Cada cierto tiempo somos impactados por los horrores que suceden en los centros penitenciarios, y por la incapacidad del Estado para enfrentar este complejo problema. Ahora nos enteramos que, al interior de una cárcel, un preso fue despiadadamente degollado. Gran revuelo, el tema carcelario vuelve al tapete, a las editoriales y a los comentarios, pero todo pasa y no pasa nada; total, el ministro de Justicia ha declarado que el asunto está bajo control y la vida sigue igual.

Es indesmentible que las cárceles, además de estar colapsadas, se han transformado en escuelas del delito, centros de operaciones del crimen organizado, refugio para bandas de estafadores y narcotraficantes, antro de corrupción, etc., etc., todo esto a vista y paciencia de un sistema de Gendarmería incapaz de lograr el control de la población penitenciaria y mucho menos de su reinserción social.

Más grave aún, bajo esta espantosa realidad se encuentra invisibilizada una inaceptable situación donde es el Estado quien comete impunemente “crímenes de lesa humanidad” contra octogenarios soldados, sin que exista alguna reacción de los diferentes actores nacionales, de la sociedad política, de los organismos de Derechos Humanos, de las fundaciones o corporaciones creadas para concurrir con ayuda humanitaria a quienes se encuentran privados de libertad.

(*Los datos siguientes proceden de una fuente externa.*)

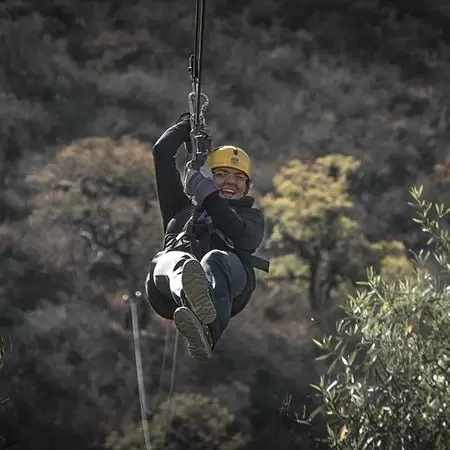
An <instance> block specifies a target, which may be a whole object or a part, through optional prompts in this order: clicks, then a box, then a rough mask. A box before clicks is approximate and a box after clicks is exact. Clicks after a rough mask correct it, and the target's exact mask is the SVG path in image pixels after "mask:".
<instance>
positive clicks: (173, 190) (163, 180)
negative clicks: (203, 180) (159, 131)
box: [153, 120, 190, 231]
mask: <svg viewBox="0 0 450 450" xmlns="http://www.w3.org/2000/svg"><path fill="white" fill-rule="evenodd" d="M189 132H190V124H189V121H187V120H184V121H180V122H178V123H176V124H175V125H172V126H171V127H170V128H168V129H167V130H166V131H165V132H164V133H163V135H162V136H161V137H160V138H159V139H158V140H157V141H156V143H155V145H154V146H153V164H154V170H155V181H156V192H157V196H158V200H159V208H160V210H161V218H162V223H163V230H164V231H165V230H166V228H167V225H168V223H169V221H170V219H171V218H172V217H173V216H174V215H175V214H176V213H177V212H178V211H180V210H181V209H183V208H184V207H185V206H186V205H187V204H189V199H188V198H187V197H186V195H185V194H184V192H183V185H182V182H181V177H180V173H179V171H178V169H177V167H176V163H175V154H176V153H177V150H178V148H179V147H180V145H181V144H182V143H183V142H184V141H185V140H187V139H189Z"/></svg>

Son cientos de viejos soldados, “prisioneros del pasado”, muchos de ellos postrados o sin saber siquiera donde están, los que están literalmente “condenados a muerte” por hechos ocurridos hace 50 años. Procesados y condenados por un obsoleto sistema judicial, inquisidor e injusto, que recurrió sin escrúpulos al expediente de las “ficciones jurídicas”, a suposiciones o al simple hecho de haber pertenecido a las fuerzas armadas en esos aciagos días.

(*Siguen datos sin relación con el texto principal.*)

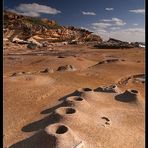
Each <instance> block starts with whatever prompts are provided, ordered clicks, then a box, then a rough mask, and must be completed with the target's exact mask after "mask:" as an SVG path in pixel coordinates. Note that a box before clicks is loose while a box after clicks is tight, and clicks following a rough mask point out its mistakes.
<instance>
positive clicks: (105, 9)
mask: <svg viewBox="0 0 148 148" xmlns="http://www.w3.org/2000/svg"><path fill="white" fill-rule="evenodd" d="M105 10H107V11H112V10H114V8H105Z"/></svg>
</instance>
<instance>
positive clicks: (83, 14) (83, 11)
mask: <svg viewBox="0 0 148 148" xmlns="http://www.w3.org/2000/svg"><path fill="white" fill-rule="evenodd" d="M82 14H83V15H96V13H94V12H85V11H82Z"/></svg>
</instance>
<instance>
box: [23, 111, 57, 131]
mask: <svg viewBox="0 0 148 148" xmlns="http://www.w3.org/2000/svg"><path fill="white" fill-rule="evenodd" d="M59 120H60V117H59V115H57V114H55V113H52V114H50V115H49V116H47V117H45V118H43V119H41V120H38V121H35V122H33V123H30V124H28V125H26V126H24V127H23V128H22V131H23V132H32V131H37V130H40V129H44V128H45V127H46V126H48V125H50V124H53V123H56V122H58V121H59Z"/></svg>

Con absoluta objetividad, y después de hacer un análisis sobre otras realidades a nivel mundial -Bélgica, España, EE.UU, Francia, Argentina, entre otros- e incluso después de analizar Tratados Internacionales referidos a los adultos mayores, es posible concluir que, para el mundo occidental, una persona sobre los 70 años deja de ser un peligro para la sociedad y, en consecuencia, por razones humanitarias califica para recibir beneficios como el cumplimiento domiciliario de la pena a la que fue condenado.

Comprobado lo anterior, esta pluma se pregunta: ¿Esos viejos soldados “prisioneros del pasado” no tienen Derechos Humanos? ¿Dónde está el Instituto de los DD.HH? ¿Dónde están los que demandaron la intervención militar del 73? ¿Dónde están las Organizaciones como la Cruz Roja que justifican sus acciones humanitarias en la necesidad de aliviar el sufrimiento y mantener la dignidad de las personas privadas de libertad?

La conclusión es clara, la crisis carcelaria es una realidad que hay que abordar con sentido de urgencia. Pero en el caso de esos viejos y patriotas soldados el tema es diferente, se trata de: “venganza y no de justicia”; a ellos se le niega toda acción humanitaria porque… ¡almas pequeñas!, motivadas por la venganza, los han condenado a un “geriatricidio“ por parte del Estado. Para esos veteranos del pasado: ¡fuerza y coraje… de rodillas, sólo ante Dios!